I soccorsi saranno inutili, non le lacrime di chi lo ricorda ancora oggi: a cominciare dalla moglie Paola, che in autunno diede alla luce il loro primo ed unico figlio, che oggi è un ragazzo di oltre trent’anni con gli occhi spenti di chi non ha mai conosciuto suo padre, per colpa di una tragica fatalità. Un uomo che sembrava fatto apposta per guidare una famiglia, un futuro padre-modello: sarebbe stato bello vederlo, oggi, a giudicare i calciatori moderni tutti veline e discoteche. A lui non piaceva tutto questo, lui si fidanzò a vent’anni e non cambiò più idea. Eppure morì nel più tragico e classico dei modi, come una qualunque vittima del sabato sera.

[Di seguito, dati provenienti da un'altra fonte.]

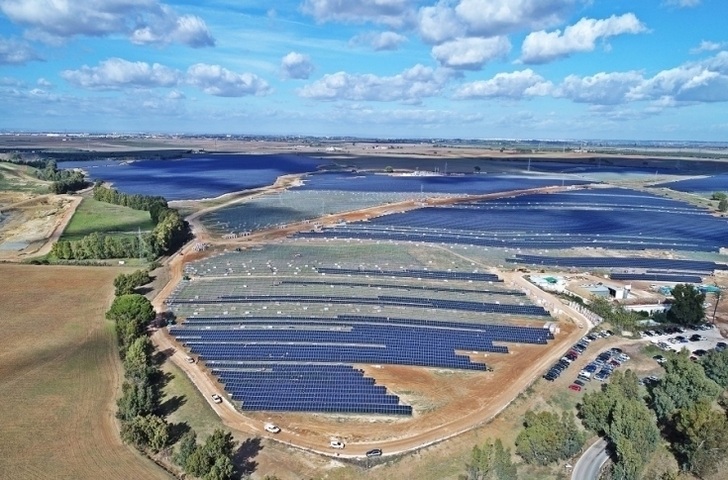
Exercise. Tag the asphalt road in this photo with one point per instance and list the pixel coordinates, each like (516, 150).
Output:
(589, 464)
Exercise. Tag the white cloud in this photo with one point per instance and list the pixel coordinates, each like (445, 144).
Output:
(389, 12)
(542, 46)
(144, 21)
(410, 86)
(705, 81)
(221, 82)
(602, 88)
(515, 85)
(681, 3)
(496, 17)
(15, 52)
(708, 46)
(470, 53)
(439, 23)
(380, 41)
(170, 28)
(297, 66)
(116, 73)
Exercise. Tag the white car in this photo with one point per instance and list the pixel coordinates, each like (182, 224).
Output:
(272, 428)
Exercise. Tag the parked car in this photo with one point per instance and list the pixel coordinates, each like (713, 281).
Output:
(272, 428)
(375, 452)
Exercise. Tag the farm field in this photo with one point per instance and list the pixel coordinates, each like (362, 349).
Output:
(94, 216)
(59, 374)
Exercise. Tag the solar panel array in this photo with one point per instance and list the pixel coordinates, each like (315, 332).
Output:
(304, 363)
(610, 218)
(654, 264)
(656, 277)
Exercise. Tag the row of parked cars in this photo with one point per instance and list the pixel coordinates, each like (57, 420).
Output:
(577, 349)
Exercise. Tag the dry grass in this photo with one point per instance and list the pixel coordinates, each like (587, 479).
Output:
(59, 377)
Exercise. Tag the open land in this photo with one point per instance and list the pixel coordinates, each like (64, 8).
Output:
(60, 375)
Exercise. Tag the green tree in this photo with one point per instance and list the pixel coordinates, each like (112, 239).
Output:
(213, 457)
(148, 431)
(687, 307)
(187, 446)
(138, 361)
(131, 314)
(136, 400)
(683, 385)
(547, 438)
(702, 434)
(491, 462)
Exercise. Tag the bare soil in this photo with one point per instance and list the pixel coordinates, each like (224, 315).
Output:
(59, 377)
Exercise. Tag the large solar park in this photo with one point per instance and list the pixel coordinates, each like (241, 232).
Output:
(296, 326)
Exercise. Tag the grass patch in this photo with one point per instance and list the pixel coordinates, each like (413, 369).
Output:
(19, 178)
(59, 373)
(94, 216)
(191, 408)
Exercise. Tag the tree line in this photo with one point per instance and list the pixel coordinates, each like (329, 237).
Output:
(170, 232)
(138, 409)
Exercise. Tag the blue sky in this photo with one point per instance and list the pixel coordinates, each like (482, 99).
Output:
(551, 69)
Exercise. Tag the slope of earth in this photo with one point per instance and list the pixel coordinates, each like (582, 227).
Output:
(59, 374)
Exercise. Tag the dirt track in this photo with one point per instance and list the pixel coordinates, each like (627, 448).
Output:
(461, 408)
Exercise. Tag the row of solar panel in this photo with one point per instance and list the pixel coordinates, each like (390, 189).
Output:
(392, 337)
(656, 277)
(368, 320)
(524, 242)
(381, 300)
(621, 262)
(406, 273)
(343, 407)
(402, 287)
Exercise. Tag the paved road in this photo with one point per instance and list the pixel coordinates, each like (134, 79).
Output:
(589, 465)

Il giorno dei funerali una folla sterminata accompagnerà Erasmo Iacovone dalla chiesa San Roberto Bellarmino alla Salinella. È davanti a 15mila tifosi che Iacovone scende per l’ultima volta in campo. Per l’ultima volta e per sempre. In questo momento esprimo l’impegno a far intitolare al tuo nome questo stadio. Addio, Erasmo. Questa l’ultima promessa, nel commosso saluto del presidente Fico. Promessa mantenuta, legando per sempre le sorti dei rossoblu al nome di Erasmo.

Con la morte del giocatore, in quel momento capocannoniere della serie B con 9 gol (a pari merito con Pellegrini del Bari e Palanca del Catanzaro) il Taranto, lanciato forse per la prima volta verso la serie A (i rossoblù sono ad un punto dal 2° posto) vede sfumare il sogno della promozione nel massimo campionato. La classifica alla ventunesima giornata vede i rossoblù piazzati ad un punto dal seconda piazza con l’Ascoli oramai irraggiungibile in vetta alla classifica. Chiuderanno il torneo all’ottavo posto a -6 dalla terza piazza.